Elizabeth Wong, executive councillor (minister) in Selangor state, has denied any wrongdoing saying that the pictures were taken and circulated without her knowledge and consent.
She offered to resign to ‘protect’ her party, Parti Kadilan Rakyat (PKR), Tuesday after the news got out.

However, opposition leader and former deputy prime minister Anwar Ibrahim rejected the offer and urged her to reconsider it.
“Azizah (PKR chief Wan Azizah Wan Ismail) and I will meet up with her again to discuss and see what is best for her. I have asked her to rethink her options,” New Straits Times quoted him as saying Wednesday.
There was indignation in Dewan Rakyat (parliament) and human rights groups condemned the incident, demanding that the guilty be booked.

The suspect former boyfriend has not been named, but media reports Wednesday said he was Wong’s personal aide who moved out some months ago when their relationship broke down.
For PKR and the opposition alliance Pakatan Rakyat (PR), this is another blow after V. Arumugam, the only ethnic Indian legislator in Pahang state, resigned following a scandal around his suspected second marriage without divorcing his first wife.
Non-Muslims cannot have more than one wife in Muslim majority Malaysia.
Arumugam sent in his resignation without meeting the assembly speaker and left for Chennai, India.
The country’s health minister had to resign last year after a film showing him performing sex with an unknown woman was circulated.

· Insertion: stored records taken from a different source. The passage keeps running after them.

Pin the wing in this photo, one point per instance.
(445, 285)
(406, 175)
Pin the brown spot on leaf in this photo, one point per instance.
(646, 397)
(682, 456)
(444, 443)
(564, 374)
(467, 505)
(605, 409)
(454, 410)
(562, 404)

The latest incident has triggered a media debate, even as two journalists of Malay Mail newspaper are cooperating with the police by surrendering Wong’s photographs that they found on the net.
“It is news and there is an obligation to report what transpires after that and how a public figure responds to an unfolding event of great stress to her and the reactions of those around her,” The Star said in a commentary.
“Despite everything we say about the right to privacy and our public position that Wong did no wrong, it will be hypocritical if those concerned still insist that she pay the price with her resignation.
“Let’s admit and acknowledge that for a wide section of the public - the vast majority of us normal human beings - there are boyfriends and girlfriends and intimate moments of great privacy.

“If a partner violates that privacy for any reason, the other party is not to blame - the blame lies with the person who broke that trust, not the person who gave it,” the newspaper said.